In 1980, Niles claimed the dubious distinction of becoming the first city in Ohio to fall under fiscal emergency. A 1978 law gave the state authority to take control of the finances of fiscally challenged local governments and school districts.
Thirty-four years later, some rightly fear Trumbull County’s second largest city could be headed down that same embarrassing path. Niles Mayor Ralph Infante has declared the state of Niles finances “a train wreck waiting to happen.” To ward off such a smash-up, municipal leaders must demonstrate thoughtful proactive policymaking toward a comprehensive recovery plan to prevent the long arm of Columbus from grabbing hold of the city once again.
To be sure, the problems befalling Niles are serious. To wit:
At a roundtable meeting of city leaders last week Niles City Auditor Charles Nader revealed that the general operating fund stands at $1.9 million, but if the year ended now, its balance would be zero.
The city’s water and sewer department accounts already log deficits of $2.6 million.

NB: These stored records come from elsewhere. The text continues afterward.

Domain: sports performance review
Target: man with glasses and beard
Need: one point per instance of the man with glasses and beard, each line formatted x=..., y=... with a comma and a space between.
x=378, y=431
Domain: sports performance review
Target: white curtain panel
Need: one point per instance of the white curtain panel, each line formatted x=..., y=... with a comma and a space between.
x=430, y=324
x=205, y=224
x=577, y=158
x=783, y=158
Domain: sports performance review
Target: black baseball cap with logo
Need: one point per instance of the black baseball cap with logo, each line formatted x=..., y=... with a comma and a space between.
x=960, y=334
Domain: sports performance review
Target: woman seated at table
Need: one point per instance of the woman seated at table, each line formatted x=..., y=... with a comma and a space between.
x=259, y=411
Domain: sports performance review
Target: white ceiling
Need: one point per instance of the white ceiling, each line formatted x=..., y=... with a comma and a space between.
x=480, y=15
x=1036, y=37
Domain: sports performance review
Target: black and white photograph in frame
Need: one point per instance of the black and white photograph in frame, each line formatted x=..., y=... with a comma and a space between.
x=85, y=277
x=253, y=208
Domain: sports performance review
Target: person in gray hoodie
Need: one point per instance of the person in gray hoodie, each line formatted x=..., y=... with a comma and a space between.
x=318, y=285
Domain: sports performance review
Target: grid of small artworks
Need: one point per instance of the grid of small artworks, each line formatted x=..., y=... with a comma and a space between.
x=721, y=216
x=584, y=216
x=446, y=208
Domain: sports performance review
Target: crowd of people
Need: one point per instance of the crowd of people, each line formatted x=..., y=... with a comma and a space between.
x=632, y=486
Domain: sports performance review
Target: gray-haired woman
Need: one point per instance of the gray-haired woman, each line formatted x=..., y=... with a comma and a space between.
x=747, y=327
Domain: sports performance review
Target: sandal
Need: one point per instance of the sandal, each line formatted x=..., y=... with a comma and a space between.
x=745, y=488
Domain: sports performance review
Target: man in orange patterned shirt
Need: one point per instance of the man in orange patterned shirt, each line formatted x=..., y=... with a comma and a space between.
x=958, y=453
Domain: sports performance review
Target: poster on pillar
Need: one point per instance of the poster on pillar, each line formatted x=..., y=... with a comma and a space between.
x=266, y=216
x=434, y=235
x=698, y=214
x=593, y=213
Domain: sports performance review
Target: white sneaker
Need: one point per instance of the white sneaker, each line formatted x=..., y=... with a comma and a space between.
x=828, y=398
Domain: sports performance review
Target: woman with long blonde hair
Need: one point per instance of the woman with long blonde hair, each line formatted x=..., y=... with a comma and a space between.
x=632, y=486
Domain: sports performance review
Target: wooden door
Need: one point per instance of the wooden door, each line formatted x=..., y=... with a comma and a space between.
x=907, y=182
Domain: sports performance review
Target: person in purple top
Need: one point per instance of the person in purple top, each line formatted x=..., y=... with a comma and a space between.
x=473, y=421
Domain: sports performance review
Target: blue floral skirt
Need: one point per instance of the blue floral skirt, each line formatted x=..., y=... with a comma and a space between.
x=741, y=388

The cost of a mandated new sewage-treatment plant has skyrocketed from $30 million to $43 million.
Collectively, these sharp bites in the city’s budgetary pie raise questions about the scope and intensity of proper financial oversight of city coffers. In May, Nader issued a public apology to city council for a lack of controls that could have prevented a two-year-long scheme of employee theft of more than $71,000 from the treasurer’s office.
The city is also reeling from a misguided $225,000 expenditure to lease accounting software that proved incapable of performing all state- required functions. City Council President Robert Marino called that blunder “very, very poor planning and poor execution — a waste of money.”
Of course, poor planning and lackluster oversight do not account for a sizeable slice of Niles’ woes. Some of the city’s budgetary quandaries have arisen as natural outgrowths of the city’s shrinking population, falling tax base, lingering hits from the Great Recession and questionable state funding policies. For example, Niles has lost $1 million in annual interest income, $100,000 in property-tax revenue and $75,000 in state-supplied Local Government Funds.
TOUGH DECISIONS NEEDED
The net result creates a monumental budgetary stain that will require monumental energy and tough decision-making to cleanse. For starters, city leadership could work to head off the state from a fiscal-caution designation — the first step on a path toward fiscal emergency — by convening a panel of city leaders to draft a realistic recovery plan. Recommendations from a soon-to-be-released performance audit of city government would serve as a solid starting point.
The resulting decisions likely will be painful and may include such expenditure cutting tools as across-the-board layoffs and revenue-enhancing tools as an increase in the city’s 1.5 percent income tax. Any such plan must also create failsafe accountability to prevent such budget busters as embezzlement and improper purchases.
The task will not be easy. But Niles residents have a longstanding reputation for resilience. In the 1980s, the city rebuilt large swaths of land ravaged by a monster tornado. In recent years, the Niles City Schools, under state-mandated fiscal watch, has replaced seas of red ink with black.
We believe the current crisis in municipal finances also can be solved without full-scale state intervention. Toward that end, the mayor, city council, department leaders and state auditor representatives should waste no time in getting started.